Deux jours à l’attendre ou redouter son absence, définitive. Deux jours, votre corps tendu vers elle, vers ce ciel trop bleu, comme l’océan d’où. Puis au réveil ce matin, les mains pleines de son sable, vous avez vu que la nuit avait laissé place à un ciel parcheminé de blanc et de gris, comme l’écume d’où. Vous aviez su qu’elle ne tarderait pas, qu’elle avait choisi ce jour-là où elle serait portée en terre. Vous aviez su qu’elle de tarderait pas. Ou qu’il vous faudrait vivre à jamais sans elle.
Et là soudain sur vos lèvres, sur votre peau sèche d’elle, à nouveau vivante, à nouveau vibrante sous votre langue agile, vous la reconnaissez. Les yeux fermés, le visage tendu vers ses caresses, sa sueur, sa salive, ses postillons. Brumisé, puis très vite fouetté, le corps chaud, moite, sous votre costume à essorer. A vous gorger d’elle, trempé jusqu’au os. Vous vous levez, titubant à en perdre l’équilibre. Et vous rattraper à la poignée de la lourde porte en chêne…
Mamée…
Que vous poussez doucement, l’emmenant avec vous, en vous, vers l’obscurité et le recueillement des bancs clairsemés. Vers le regard surpris, courroucé d’Eliane. Vos vêtements détrempés, votre parfum de terre mouillée comme autant de preuve de votre amour adultère. Vers les épaules massives de Pauline, voûtées, secouées de sanglots, où vous posez les mains, les deux paumes bien à plat. Comme un relais.
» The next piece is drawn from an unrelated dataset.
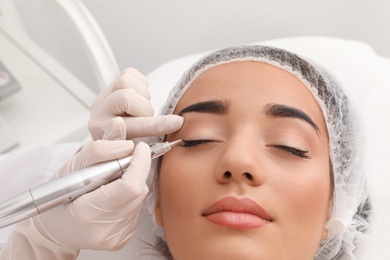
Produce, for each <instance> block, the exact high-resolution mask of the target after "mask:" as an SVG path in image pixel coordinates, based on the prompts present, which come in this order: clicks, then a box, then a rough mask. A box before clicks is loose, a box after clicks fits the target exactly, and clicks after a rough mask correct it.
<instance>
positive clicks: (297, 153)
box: [272, 145, 311, 159]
Elle était l’eau. Elle était l’eau, vous le galet. Sur la grève, loin du ressac. Elle vous a ramassé un jour de pluie. Pourquoi ce jour-là, pourquoi vous surtout, si terne, si gris, aussi terne, aussi gris que les autres galets ? Ses yeux se sont posés sur vous, elle vous a effleuré du bout des doigts, puis lové dans le creux de sa main.
Tu es en moi, Mamée, dissous-moi, émiette-moi. Un jour, je serai sable que tu viendras lécher, aspirer, enrouler dans ta vague. Ne t’en va pas trop loin, Mamée, ne t’en va pas trop loin au large.